Geimpfte genießen, sobald der Impfschutz vollständig ist, gewisse Vorteile. Andere, die nicht zu Prioritäts-Gruppen gehören, sind noch nicht so weit. Wie geht man am besten mit dem Thema Impfneid um?
Hoisl-Schmidt: Das Wichtigste ist viel Verständnis füreinander. Wir alle haben während der Pandemie auf vieles verzichtet. Und das ist noch nicht vorbei. Wenn man nicht haben kann, was andere haben, gehen trotzdem oft die Emotionen mit einem durch. Man ist erschöpft, am Ende der Selbstdisziplin, kommt an seine Grenzen. Da ist dann ein verständnisvoller Umgang miteinander gefragt. Und es geht um die Frage, was kann ich tun, damit es mir selbst besser geht, damit es mir trotz der Einschränkungen gut geht? Es hat schon einen Grund, dass andere vielleicht besser oder schneller geschützt werden müssen als man selbst, das sollte man sich dann klarmachen. Wir sitzen doch alle in dieser Pandemie in einem Boot.

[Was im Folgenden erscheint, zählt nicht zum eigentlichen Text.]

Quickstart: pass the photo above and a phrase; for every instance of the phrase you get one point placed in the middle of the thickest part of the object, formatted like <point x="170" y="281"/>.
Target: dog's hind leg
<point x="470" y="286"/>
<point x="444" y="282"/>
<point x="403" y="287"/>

Ist es überhaupt angebracht, zu fragen, ob jemand schon geimpft ist oder nicht?
Hoisl-Schmidt: Die Frage ist, warum jemand diese Frage überhaupt stellt. Vielleicht ist er selbst noch am Zweifeln, ob er sich impfen lassen will, oder er will den anderen nicht unnötig in Gefahr bringen. Man kann aber doch beschließen: Heute reden wir mal gar nicht über Corona. Man kann das ja erklären, kann sagen, dass man das Thema nicht mehr hören kann. Es gibt doch so viel Schönes neben der Krise, auf das man sich konzentrieren kann.

Wie kann man sich am besten mit dem passiven Warten auf den eigenen Impftermin in womöglich ferner Zukunft arrangieren?
Hoisl-Schmidt: Wichtig ist es in diesem Fall, eben nicht passiv zu sein, sondern anzupacken was man anpacken kann. Man kann sich entscheiden: Man kann jammern, oder man kann sich Glücksmomente schaffen. Man kann doch zum Beispiel ein gutes Essen kochen nach einem Rezept aus einem fernen Land, und sich so an den letzten Urlaub erinnern. Jeder hat in der Hand, in welcher Farbe er sich auch die Coronazeit malt. Darüber kann man jeden Tag neu entscheiden.

Und wie umgeht man Konflikte, wenn manche sich schon, andere sich nicht impfen lassen wollen? Macht es Sinn, zu versuchen, den anderen von der eigenen Meinung zu überzeugen?
Hoisl-Schmidt: Grundsätzlich rate ich in diesem Zusammenhang mal zu Abstand von diesen Social Media-Kriegen. Das bringt nichts, sich da einzumischen, das sind meist Menschen in sogenannten Informations-Blasen, die sich ohnehin nicht auf eine Diskussion einlassen. Wenn es aber um Freunde geht, um die man sich Sorgen macht, ist mein Rat, sachlich zu bleiben bei der Debatte. Man sollte sich aber auch immer fragen, warum man den anderen überhaupt umstimmen will: Ist es aus Sorge um den Menschen oder will man mit seiner eigenen Entscheidung einfach nicht allein dastehen? Wir fühlen uns doch immer besser, wenn ein anderer dasselbe macht wie wir. Aber letzten Endes werden wir immer auf uns selbst zurückgeworfen. Gerade in dieser Pandemie. Da ist ganz zentral die Frage: Wie gestalte ich mein eigenes Leben und was mache ich daraus?